No field trips are currently planned. Diane reminded everyone that dues are due and that local area CBCs are coming up soon.
From the audience Betty Kirchner, our liaison to Foxdale, asked if we
would like to meet over dinner sometime, i.e., have a dinner meeting at
Foxdale’s dining facilities.
The list was called with 108 total species. No outstanding rarities, but a nice representation of birds for this season.
Presentation:
Diane introduced our speaker for the night. Matt Toenies is in
the second year of his M.A. work in PSU’s Department of Ecosystem
Science & Management, and presented his research titled “Winners
and Losers in the Changing Bird Community of Hemlock Forests”.
Basic points presented as premises to his research study were:
1) Invasion of hemlock woolly adelgid, illustrated
with maps, has caused extensive and very systematic damage to hemlock
forests, and always results in death of the tree.
2) The unique structure of hemlock forests provides
important contributions to the environment and specifically the bird
community. Hemlocks hold on to their lower branches, decreasing
understory growth and increasing diversity of bird species.
3) Six species were selected to represent bird
species with close association to hemlock forests: black-throated green
warbler, Acadian flycatcher, blackburnian warbler, blue-headed vireo,
winter wren, and hermit thrush.
Matt’s hypotheses were presented in the form of a diagram illustrating
the process of change on hemlock forests due to adelgid intrusion,
including change in the habitat structure and the impact of this shift
in vegetation on bird species.
The research consisted of a baseline study in the Delaware Water Gap
area looking at pre- and post-adelgid invasion conditions. The method
was based on point counts done on 2 visits per season, with counts
including estimated distance to the birds, a survey of hemlocks in the
point count areas, and an evaluation of understory density.
In the results, impact on vegetation of adelgid invasion was recorded
by graphs demonstrating the relationship of hemlock health and
understory density. Predictions of the impact on bird populations were
presented in graphs relating habitat status to specie characteristics,
and the data included taking “occupancy modeling” – i.e., the
probability of detecting a given specie – into account.
Matt presented many graphs showing various species’ responses to
hemlock decline and, fortunately for Matt, trends were as predicted.

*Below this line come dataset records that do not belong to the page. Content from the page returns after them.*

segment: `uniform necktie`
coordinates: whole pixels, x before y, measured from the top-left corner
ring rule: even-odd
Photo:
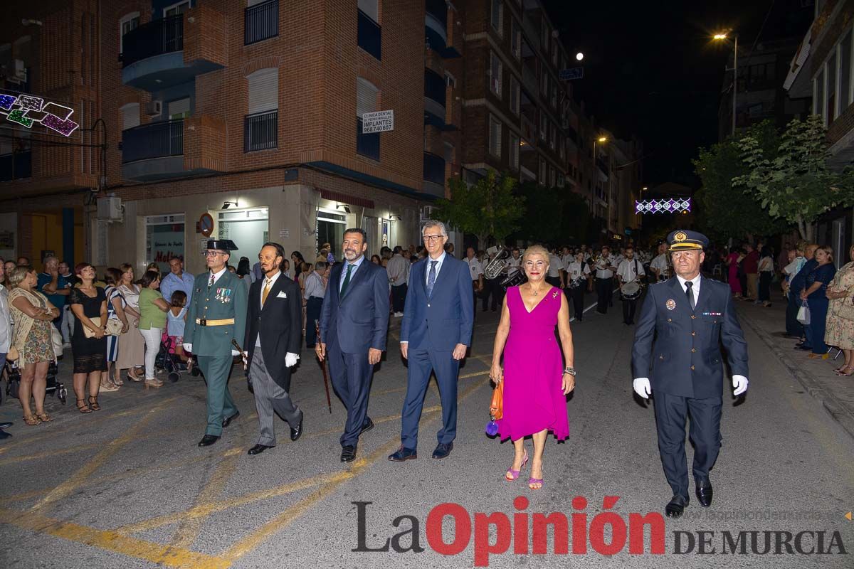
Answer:
[[[266,295],[270,293],[270,279],[264,279],[264,290],[261,292],[261,306],[266,302]]]
[[[433,285],[436,284],[436,265],[439,261],[430,262],[430,275],[427,276],[427,296],[433,295]]]
[[[696,300],[694,300],[693,298],[693,289],[692,288],[693,286],[693,282],[691,282],[691,281],[685,282],[685,296],[688,297],[688,305],[691,305],[692,311],[694,309],[694,306],[697,305],[697,302]]]
[[[350,284],[350,273],[353,272],[354,266],[349,263],[347,264],[347,275],[344,276],[344,282],[341,285],[341,296],[344,296],[344,293],[347,292],[347,287]]]

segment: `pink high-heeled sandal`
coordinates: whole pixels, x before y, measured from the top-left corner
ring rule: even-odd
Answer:
[[[519,473],[525,469],[525,465],[528,464],[528,450],[525,450],[525,456],[522,459],[522,466],[519,467],[518,470],[513,470],[512,468],[508,468],[506,473],[505,473],[504,478],[506,480],[515,480],[519,477]]]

Not willing to leave it at that, Matt looked into variation in bird
community composition across sites for further support of his
hypotheses. Specifically, he looked at vegetation attributes to
differentiate sites, divided bird species into groups associated with
specific site characteristics, then explored the responses of these
species groups to the different characteristics of post-adelgid
invasion sites.
These results, presented in another series of graphs, were probably not
as strong as he anticipated. Basically, the species group most closely
associated with hemlock forests did show declines in relation to
habitat degradation from the adelgid invasion, but not in the
unambiguous, direct relationship we might expect. Nick Bolgiano asked a
series of questions that pushed Matt to tighten up this analysis.
Matt closed his presentation with the broad observations that
hemlock-associated species are declining but holding on, and that bird
communities are changing with change in habitat.
Questions from the audience included:
1) How severe is the situation in Centre County? Matt
said that it was not bad, but only a matter of time before the impact
of the adelgid becomes more advanced. In this region the severity of
winters is the key.
2) Are there ways to change the study to show a
stronger effect on hemlock-related species? Here Matt fell back on the
universal desire of researchers for more data, in this case in the form
of more sites.
3) Is there evidence that hemlock-associated species
have some ability to successfully switch habitats? This question, which
also implies the fundamental issue of whether those species labelled as
“hemlock-associated” may not be so strongly hemlock associated after
all, kind of got lost in the inevitable decline of energy in the room
as the meeting nears its end . . .
And with that, Diane thanked the speaker, he received polite applause, and the meeting was adjourned.